When we started building the frames to attach the mirrors to, they looked massive. It was hard to see them in perspective on the location we wanted to shoot. The position I was in, the mirrors and then the rider have to be in exactly the right place to capture the rider in the centre of the two mirrors, with the mirrors then showing the back and front of the product, while not being in the shot myself.
I wasn’t able to use any light meter reading because it was coming from everywhere. It’s funny though. It’s basically working with two massive flashlights. The only thing is, you can’t change the angle or the strength of the light source. You just have to deal with it. Making decisions on the fly and trying out different options was the key to getting some good shots.
The Apex graphic is super vibrant, comprising of many sharp angular overlapping shapes which convey a feeling of movement and have an overall surreal effect.
I wanted the Apex campaign to capture the essence of the board, and I thought the use of mirrors would be the perfect medium to capture this feeling of movement, while showing off the graphic from multiple angles, creating an unusual composition. I figured having the glass cut into angular shapes would further mimic the graphic, enhancing the unity between product and campaign.
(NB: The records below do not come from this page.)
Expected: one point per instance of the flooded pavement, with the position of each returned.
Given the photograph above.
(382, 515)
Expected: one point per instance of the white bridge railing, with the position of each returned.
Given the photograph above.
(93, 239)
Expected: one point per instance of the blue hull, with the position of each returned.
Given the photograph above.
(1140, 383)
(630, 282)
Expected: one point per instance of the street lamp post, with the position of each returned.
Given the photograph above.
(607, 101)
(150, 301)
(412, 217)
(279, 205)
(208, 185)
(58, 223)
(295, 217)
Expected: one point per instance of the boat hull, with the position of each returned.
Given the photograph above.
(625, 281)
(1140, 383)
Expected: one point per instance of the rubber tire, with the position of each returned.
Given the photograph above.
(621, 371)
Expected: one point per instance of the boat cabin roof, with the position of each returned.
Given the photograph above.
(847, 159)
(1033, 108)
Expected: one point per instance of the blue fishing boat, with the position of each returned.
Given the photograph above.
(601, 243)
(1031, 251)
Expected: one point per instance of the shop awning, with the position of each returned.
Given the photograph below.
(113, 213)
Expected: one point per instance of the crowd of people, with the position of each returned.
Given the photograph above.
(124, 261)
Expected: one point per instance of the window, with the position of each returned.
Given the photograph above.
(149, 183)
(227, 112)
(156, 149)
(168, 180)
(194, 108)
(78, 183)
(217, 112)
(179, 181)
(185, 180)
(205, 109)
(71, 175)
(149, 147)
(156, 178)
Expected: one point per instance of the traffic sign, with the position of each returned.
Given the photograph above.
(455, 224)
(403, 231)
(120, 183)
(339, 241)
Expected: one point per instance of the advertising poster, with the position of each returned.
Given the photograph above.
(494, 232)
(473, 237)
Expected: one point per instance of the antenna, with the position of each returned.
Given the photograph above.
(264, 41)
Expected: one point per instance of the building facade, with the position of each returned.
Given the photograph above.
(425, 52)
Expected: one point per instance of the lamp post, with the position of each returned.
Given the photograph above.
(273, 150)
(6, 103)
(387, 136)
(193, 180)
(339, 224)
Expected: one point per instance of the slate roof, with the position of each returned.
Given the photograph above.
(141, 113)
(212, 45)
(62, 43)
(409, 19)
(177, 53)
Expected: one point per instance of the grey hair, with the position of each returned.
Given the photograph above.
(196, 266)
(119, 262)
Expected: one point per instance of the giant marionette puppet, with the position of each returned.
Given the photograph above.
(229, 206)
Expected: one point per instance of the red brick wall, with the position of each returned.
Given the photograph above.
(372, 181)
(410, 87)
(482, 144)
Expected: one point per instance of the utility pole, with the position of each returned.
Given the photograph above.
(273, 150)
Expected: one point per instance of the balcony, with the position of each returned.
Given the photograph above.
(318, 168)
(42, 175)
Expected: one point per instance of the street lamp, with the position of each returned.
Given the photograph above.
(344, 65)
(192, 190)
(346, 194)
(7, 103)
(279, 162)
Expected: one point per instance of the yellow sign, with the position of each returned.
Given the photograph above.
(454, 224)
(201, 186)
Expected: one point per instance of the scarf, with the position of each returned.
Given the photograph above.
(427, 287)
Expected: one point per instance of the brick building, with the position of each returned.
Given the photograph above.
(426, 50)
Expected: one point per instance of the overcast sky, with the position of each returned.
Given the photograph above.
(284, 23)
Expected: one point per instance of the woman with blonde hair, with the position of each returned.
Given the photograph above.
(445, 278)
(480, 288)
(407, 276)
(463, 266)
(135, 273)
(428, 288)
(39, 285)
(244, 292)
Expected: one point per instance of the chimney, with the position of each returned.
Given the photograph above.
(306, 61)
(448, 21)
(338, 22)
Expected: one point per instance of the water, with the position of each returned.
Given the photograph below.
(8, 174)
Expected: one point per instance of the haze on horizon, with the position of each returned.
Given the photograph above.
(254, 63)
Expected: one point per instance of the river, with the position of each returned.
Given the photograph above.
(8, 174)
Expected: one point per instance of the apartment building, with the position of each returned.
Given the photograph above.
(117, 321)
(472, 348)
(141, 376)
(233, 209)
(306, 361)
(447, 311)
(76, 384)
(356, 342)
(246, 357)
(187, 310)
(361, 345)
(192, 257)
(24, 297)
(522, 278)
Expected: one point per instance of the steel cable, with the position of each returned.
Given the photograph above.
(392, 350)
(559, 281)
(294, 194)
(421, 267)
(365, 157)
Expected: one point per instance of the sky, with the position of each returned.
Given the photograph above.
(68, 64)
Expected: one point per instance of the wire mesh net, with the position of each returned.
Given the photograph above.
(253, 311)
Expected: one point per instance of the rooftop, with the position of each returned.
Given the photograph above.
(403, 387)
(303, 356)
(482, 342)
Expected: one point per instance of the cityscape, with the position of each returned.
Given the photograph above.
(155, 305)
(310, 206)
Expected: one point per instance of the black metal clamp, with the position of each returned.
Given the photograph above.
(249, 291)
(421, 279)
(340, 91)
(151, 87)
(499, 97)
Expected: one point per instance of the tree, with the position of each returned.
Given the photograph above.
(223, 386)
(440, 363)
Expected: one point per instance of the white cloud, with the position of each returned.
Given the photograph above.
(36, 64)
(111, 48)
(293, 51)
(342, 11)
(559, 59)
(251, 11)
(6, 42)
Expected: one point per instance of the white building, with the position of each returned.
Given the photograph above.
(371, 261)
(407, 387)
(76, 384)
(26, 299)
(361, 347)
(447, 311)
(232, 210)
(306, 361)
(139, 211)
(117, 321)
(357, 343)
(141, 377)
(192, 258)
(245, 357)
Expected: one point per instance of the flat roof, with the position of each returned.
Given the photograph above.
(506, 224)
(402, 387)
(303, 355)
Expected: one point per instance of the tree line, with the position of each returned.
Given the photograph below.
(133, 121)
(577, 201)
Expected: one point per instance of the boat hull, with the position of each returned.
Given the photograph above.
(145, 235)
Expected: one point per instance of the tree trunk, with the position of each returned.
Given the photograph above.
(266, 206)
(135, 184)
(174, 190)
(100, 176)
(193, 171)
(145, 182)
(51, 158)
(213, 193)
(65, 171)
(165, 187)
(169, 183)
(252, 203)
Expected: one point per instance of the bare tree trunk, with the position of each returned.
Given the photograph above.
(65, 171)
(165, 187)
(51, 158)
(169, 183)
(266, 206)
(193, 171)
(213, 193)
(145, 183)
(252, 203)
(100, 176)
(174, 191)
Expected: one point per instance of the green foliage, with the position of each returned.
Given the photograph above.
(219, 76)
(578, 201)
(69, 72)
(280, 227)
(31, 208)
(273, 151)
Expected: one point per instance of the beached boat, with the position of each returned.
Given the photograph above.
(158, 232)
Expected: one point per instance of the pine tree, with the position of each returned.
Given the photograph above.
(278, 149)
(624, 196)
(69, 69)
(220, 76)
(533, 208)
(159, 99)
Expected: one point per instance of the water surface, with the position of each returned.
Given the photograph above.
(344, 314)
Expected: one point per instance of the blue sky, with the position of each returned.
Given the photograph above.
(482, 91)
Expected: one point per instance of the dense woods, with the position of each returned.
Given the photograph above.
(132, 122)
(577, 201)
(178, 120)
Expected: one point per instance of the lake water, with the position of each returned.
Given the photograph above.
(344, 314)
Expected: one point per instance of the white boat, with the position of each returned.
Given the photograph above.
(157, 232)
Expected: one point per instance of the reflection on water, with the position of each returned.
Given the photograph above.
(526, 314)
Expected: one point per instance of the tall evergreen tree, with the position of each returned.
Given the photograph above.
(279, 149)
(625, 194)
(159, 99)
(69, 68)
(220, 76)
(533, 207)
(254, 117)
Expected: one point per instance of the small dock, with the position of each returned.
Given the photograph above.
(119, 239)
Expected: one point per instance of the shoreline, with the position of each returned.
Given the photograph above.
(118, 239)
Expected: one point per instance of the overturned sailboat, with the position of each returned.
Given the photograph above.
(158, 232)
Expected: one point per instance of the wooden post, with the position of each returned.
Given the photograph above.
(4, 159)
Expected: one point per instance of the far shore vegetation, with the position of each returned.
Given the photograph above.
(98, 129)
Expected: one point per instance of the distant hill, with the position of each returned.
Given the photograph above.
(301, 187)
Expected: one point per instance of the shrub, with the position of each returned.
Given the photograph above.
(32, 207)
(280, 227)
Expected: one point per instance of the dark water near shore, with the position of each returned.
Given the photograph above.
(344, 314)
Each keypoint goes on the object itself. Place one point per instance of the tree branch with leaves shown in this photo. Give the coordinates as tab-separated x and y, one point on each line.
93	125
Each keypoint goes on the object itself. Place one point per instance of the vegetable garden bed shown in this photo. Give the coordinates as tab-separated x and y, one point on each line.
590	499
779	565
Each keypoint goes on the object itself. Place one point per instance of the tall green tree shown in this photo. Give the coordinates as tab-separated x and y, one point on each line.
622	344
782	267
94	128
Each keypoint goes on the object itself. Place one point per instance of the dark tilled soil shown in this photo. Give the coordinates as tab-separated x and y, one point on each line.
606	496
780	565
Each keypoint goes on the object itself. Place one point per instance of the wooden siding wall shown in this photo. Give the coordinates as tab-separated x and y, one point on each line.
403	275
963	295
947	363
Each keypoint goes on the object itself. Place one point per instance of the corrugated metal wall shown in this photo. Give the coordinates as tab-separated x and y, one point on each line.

The mirror project was definitely a shoot I’m not going to forget. After I got briefed about the idea, I knew the photo was going to be unique. The whole process from the concept to the final build of the two mirrors was nice to experience, as the whole Airush team was working on it.
The position of the mirrors was the most crucial, to get me in both mirrors the angle of the mirrors had to be exact and than it was just up to me. We couldn't go that deep into the water, because the mirrors were too heavy. My landing place after the trick was kind of short, that made it pretty interesting.